Effect of stress and coping strategy on error type. Bars indicate the number of perseverative (P) and regressive (R) errors made by control, SL or LL rats of different age groups during REV. Vertical lines indicate S.E.M., *p<0.05 compared to both control and SL. #p<0.05 compared to SL.

Figure 3

Effect of social stress and coping strategy on PFC c-fos. A) Representative photomicrographs of the mPFC from EA, MA and Adult rats showing c-fos immunoreactive profiles. B) Mean number of c-fos profiles in the PFC of EA, MA and Adult rats that had social stress or control manipulation. The ordinate indicates the mean number of c-fos profiles.

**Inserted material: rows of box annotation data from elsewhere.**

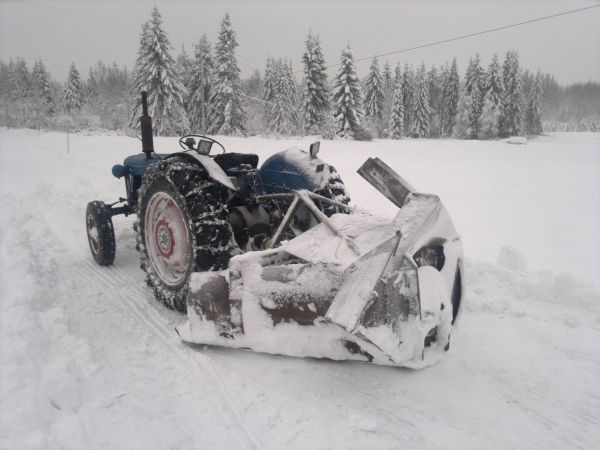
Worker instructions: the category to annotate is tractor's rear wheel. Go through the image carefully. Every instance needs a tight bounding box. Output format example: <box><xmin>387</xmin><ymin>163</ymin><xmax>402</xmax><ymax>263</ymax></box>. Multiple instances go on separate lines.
<box><xmin>136</xmin><ymin>157</ymin><xmax>235</xmax><ymax>313</ymax></box>
<box><xmin>85</xmin><ymin>201</ymin><xmax>116</xmax><ymax>266</ymax></box>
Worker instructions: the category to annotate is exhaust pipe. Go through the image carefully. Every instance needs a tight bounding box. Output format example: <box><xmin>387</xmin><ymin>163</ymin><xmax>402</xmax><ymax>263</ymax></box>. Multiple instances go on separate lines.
<box><xmin>140</xmin><ymin>91</ymin><xmax>154</xmax><ymax>159</ymax></box>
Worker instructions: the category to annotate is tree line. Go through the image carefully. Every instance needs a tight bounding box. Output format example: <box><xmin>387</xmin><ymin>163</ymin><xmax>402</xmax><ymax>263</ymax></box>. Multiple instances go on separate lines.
<box><xmin>0</xmin><ymin>7</ymin><xmax>600</xmax><ymax>139</ymax></box>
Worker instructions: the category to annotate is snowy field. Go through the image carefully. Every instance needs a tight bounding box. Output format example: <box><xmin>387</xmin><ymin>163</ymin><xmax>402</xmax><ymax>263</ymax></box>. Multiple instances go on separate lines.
<box><xmin>0</xmin><ymin>130</ymin><xmax>600</xmax><ymax>449</ymax></box>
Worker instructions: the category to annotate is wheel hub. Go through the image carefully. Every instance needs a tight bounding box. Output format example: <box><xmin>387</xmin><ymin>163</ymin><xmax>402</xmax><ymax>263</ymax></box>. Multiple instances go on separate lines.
<box><xmin>144</xmin><ymin>191</ymin><xmax>191</xmax><ymax>286</ymax></box>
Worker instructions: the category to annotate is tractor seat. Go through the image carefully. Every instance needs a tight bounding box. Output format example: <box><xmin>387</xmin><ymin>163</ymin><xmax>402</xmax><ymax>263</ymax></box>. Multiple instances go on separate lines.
<box><xmin>215</xmin><ymin>153</ymin><xmax>258</xmax><ymax>172</ymax></box>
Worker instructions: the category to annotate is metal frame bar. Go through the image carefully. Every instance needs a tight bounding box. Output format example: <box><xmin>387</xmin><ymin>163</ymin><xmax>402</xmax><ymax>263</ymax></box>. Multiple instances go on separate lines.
<box><xmin>270</xmin><ymin>190</ymin><xmax>360</xmax><ymax>255</ymax></box>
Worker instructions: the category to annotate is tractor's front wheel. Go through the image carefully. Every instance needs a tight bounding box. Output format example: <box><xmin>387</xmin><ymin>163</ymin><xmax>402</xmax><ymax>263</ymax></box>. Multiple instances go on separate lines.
<box><xmin>136</xmin><ymin>157</ymin><xmax>235</xmax><ymax>313</ymax></box>
<box><xmin>85</xmin><ymin>201</ymin><xmax>116</xmax><ymax>266</ymax></box>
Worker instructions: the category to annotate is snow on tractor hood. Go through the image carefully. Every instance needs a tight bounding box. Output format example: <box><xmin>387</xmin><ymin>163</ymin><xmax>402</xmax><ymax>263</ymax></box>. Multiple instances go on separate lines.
<box><xmin>178</xmin><ymin>158</ymin><xmax>462</xmax><ymax>368</ymax></box>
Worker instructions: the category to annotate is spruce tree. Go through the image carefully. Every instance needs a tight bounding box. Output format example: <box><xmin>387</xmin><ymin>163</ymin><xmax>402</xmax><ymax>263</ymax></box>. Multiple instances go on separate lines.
<box><xmin>525</xmin><ymin>71</ymin><xmax>543</xmax><ymax>135</ymax></box>
<box><xmin>390</xmin><ymin>82</ymin><xmax>404</xmax><ymax>139</ymax></box>
<box><xmin>130</xmin><ymin>7</ymin><xmax>190</xmax><ymax>136</ymax></box>
<box><xmin>465</xmin><ymin>54</ymin><xmax>485</xmax><ymax>139</ymax></box>
<box><xmin>365</xmin><ymin>56</ymin><xmax>385</xmax><ymax>122</ymax></box>
<box><xmin>271</xmin><ymin>59</ymin><xmax>296</xmax><ymax>134</ymax></box>
<box><xmin>60</xmin><ymin>63</ymin><xmax>83</xmax><ymax>114</ymax></box>
<box><xmin>84</xmin><ymin>67</ymin><xmax>98</xmax><ymax>99</ymax></box>
<box><xmin>210</xmin><ymin>14</ymin><xmax>246</xmax><ymax>135</ymax></box>
<box><xmin>188</xmin><ymin>35</ymin><xmax>213</xmax><ymax>133</ymax></box>
<box><xmin>402</xmin><ymin>63</ymin><xmax>415</xmax><ymax>136</ymax></box>
<box><xmin>302</xmin><ymin>33</ymin><xmax>330</xmax><ymax>133</ymax></box>
<box><xmin>176</xmin><ymin>45</ymin><xmax>194</xmax><ymax>115</ymax></box>
<box><xmin>410</xmin><ymin>64</ymin><xmax>431</xmax><ymax>137</ymax></box>
<box><xmin>484</xmin><ymin>54</ymin><xmax>502</xmax><ymax>106</ymax></box>
<box><xmin>441</xmin><ymin>58</ymin><xmax>460</xmax><ymax>136</ymax></box>
<box><xmin>452</xmin><ymin>86</ymin><xmax>471</xmax><ymax>139</ymax></box>
<box><xmin>479</xmin><ymin>89</ymin><xmax>500</xmax><ymax>139</ymax></box>
<box><xmin>31</xmin><ymin>59</ymin><xmax>55</xmax><ymax>114</ymax></box>
<box><xmin>262</xmin><ymin>57</ymin><xmax>279</xmax><ymax>131</ymax></box>
<box><xmin>498</xmin><ymin>51</ymin><xmax>523</xmax><ymax>137</ymax></box>
<box><xmin>383</xmin><ymin>61</ymin><xmax>395</xmax><ymax>92</ymax></box>
<box><xmin>332</xmin><ymin>46</ymin><xmax>364</xmax><ymax>138</ymax></box>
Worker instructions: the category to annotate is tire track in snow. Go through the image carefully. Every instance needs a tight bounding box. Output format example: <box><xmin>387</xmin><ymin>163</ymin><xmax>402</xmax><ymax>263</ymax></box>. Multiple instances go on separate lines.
<box><xmin>34</xmin><ymin>206</ymin><xmax>264</xmax><ymax>448</ymax></box>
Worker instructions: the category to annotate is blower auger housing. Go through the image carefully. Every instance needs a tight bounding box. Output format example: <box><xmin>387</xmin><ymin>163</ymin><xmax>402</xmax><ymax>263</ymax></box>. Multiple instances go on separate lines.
<box><xmin>86</xmin><ymin>93</ymin><xmax>463</xmax><ymax>367</ymax></box>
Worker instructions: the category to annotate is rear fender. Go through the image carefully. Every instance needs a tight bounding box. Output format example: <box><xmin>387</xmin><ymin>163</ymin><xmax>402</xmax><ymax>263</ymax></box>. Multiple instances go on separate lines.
<box><xmin>165</xmin><ymin>152</ymin><xmax>237</xmax><ymax>192</ymax></box>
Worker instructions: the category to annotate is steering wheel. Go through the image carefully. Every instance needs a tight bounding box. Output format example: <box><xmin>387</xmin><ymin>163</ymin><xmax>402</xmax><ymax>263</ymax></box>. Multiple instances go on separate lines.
<box><xmin>179</xmin><ymin>134</ymin><xmax>225</xmax><ymax>155</ymax></box>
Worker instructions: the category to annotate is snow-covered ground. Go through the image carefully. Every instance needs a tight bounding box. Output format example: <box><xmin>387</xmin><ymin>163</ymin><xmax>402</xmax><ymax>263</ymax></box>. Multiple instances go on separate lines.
<box><xmin>0</xmin><ymin>130</ymin><xmax>600</xmax><ymax>449</ymax></box>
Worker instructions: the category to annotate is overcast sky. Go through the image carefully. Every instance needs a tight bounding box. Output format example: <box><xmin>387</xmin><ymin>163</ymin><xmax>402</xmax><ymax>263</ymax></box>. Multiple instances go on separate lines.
<box><xmin>0</xmin><ymin>0</ymin><xmax>600</xmax><ymax>83</ymax></box>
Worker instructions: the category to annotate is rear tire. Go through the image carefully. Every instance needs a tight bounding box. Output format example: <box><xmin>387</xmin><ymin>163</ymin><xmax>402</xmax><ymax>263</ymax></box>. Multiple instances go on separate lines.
<box><xmin>136</xmin><ymin>157</ymin><xmax>235</xmax><ymax>313</ymax></box>
<box><xmin>85</xmin><ymin>201</ymin><xmax>116</xmax><ymax>266</ymax></box>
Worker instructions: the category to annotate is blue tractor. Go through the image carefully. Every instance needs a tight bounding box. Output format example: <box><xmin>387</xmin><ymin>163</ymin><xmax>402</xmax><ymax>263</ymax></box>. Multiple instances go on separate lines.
<box><xmin>86</xmin><ymin>92</ymin><xmax>350</xmax><ymax>312</ymax></box>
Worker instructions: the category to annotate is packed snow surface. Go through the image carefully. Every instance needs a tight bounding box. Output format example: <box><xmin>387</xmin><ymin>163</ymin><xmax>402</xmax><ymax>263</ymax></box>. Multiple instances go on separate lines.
<box><xmin>0</xmin><ymin>130</ymin><xmax>600</xmax><ymax>449</ymax></box>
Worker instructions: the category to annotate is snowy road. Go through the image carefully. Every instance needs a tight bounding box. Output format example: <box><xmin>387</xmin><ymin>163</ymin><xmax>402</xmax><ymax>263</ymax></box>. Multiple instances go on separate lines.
<box><xmin>0</xmin><ymin>130</ymin><xmax>600</xmax><ymax>449</ymax></box>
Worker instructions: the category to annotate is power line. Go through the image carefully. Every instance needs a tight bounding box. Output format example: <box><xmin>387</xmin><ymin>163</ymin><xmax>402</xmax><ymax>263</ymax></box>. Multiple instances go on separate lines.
<box><xmin>295</xmin><ymin>4</ymin><xmax>600</xmax><ymax>73</ymax></box>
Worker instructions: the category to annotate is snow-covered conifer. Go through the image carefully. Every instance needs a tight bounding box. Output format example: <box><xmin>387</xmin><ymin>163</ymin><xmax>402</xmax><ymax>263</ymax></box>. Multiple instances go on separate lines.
<box><xmin>498</xmin><ymin>51</ymin><xmax>523</xmax><ymax>137</ymax></box>
<box><xmin>365</xmin><ymin>56</ymin><xmax>385</xmax><ymax>121</ymax></box>
<box><xmin>441</xmin><ymin>58</ymin><xmax>460</xmax><ymax>136</ymax></box>
<box><xmin>390</xmin><ymin>82</ymin><xmax>404</xmax><ymax>139</ymax></box>
<box><xmin>452</xmin><ymin>86</ymin><xmax>471</xmax><ymax>139</ymax></box>
<box><xmin>410</xmin><ymin>64</ymin><xmax>431</xmax><ymax>137</ymax></box>
<box><xmin>31</xmin><ymin>59</ymin><xmax>55</xmax><ymax>114</ymax></box>
<box><xmin>302</xmin><ymin>33</ymin><xmax>330</xmax><ymax>133</ymax></box>
<box><xmin>402</xmin><ymin>63</ymin><xmax>415</xmax><ymax>136</ymax></box>
<box><xmin>60</xmin><ymin>63</ymin><xmax>83</xmax><ymax>113</ymax></box>
<box><xmin>383</xmin><ymin>61</ymin><xmax>395</xmax><ymax>92</ymax></box>
<box><xmin>271</xmin><ymin>59</ymin><xmax>297</xmax><ymax>134</ymax></box>
<box><xmin>130</xmin><ymin>7</ymin><xmax>190</xmax><ymax>136</ymax></box>
<box><xmin>484</xmin><ymin>54</ymin><xmax>502</xmax><ymax>106</ymax></box>
<box><xmin>525</xmin><ymin>71</ymin><xmax>543</xmax><ymax>134</ymax></box>
<box><xmin>83</xmin><ymin>67</ymin><xmax>98</xmax><ymax>99</ymax></box>
<box><xmin>332</xmin><ymin>46</ymin><xmax>364</xmax><ymax>138</ymax></box>
<box><xmin>175</xmin><ymin>45</ymin><xmax>194</xmax><ymax>114</ymax></box>
<box><xmin>188</xmin><ymin>35</ymin><xmax>213</xmax><ymax>133</ymax></box>
<box><xmin>210</xmin><ymin>14</ymin><xmax>246</xmax><ymax>134</ymax></box>
<box><xmin>479</xmin><ymin>89</ymin><xmax>500</xmax><ymax>139</ymax></box>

Each bar represents the mean of 6 control and 6 stressed EA rats, 7 control and 5 stressed MA rats and 6 control and 5 stressed Adult rats. Vertical lines indicate S.E.M. *p<0.0005 compared to other ages. C) Correlation between c-fos profiles in the PFC and performance in the SHIFT stage. The abscissa indicates the number of PFC c-fos profiles and the ordinate indicates trials to criterion for the strategy set-shifting stage. Each point represents an individual EA, MA or Adult rat as indicated by the legend. R²=0.15, p<0.02.

Figure 4

Effect of social stress on ERK phosphorylation in the PFC. A shows representative Western blots from EA, MA or Adult rats. ERK represented in red fluorescence and P-ERK in green. ERK and P-ERK are detected at the same molecular weight (near 42,44 kD) and simultaneous visualization of both appears as one yellow blot. In order to distinguish both proteins in the figure ERK and P-ERK bands were imaged separately and the P-ERK image was placed above the line of ERK bands and separated by a white line. B) Quantification of P-ERK:ERK ratio. The ordinate indicates the ratio of P-ERK:ERK. Each bar is the mean of 10 control and 12 stressed EA rats, 4 control and 4 stressed MA rats and 9 control and 8 stressed Adult rats. *p<0.005 compared to MA and Adult rats.

Figure 5

Inverse correlation between reversal learning and strategy shifting. The abscissa indicates the number of trials to reach criterion during REV and the ordinate indicates the number of trials to reach criterion in the SHIFT stage. Each point represents an individual Adult, EA or MA rat as indicated in the legend.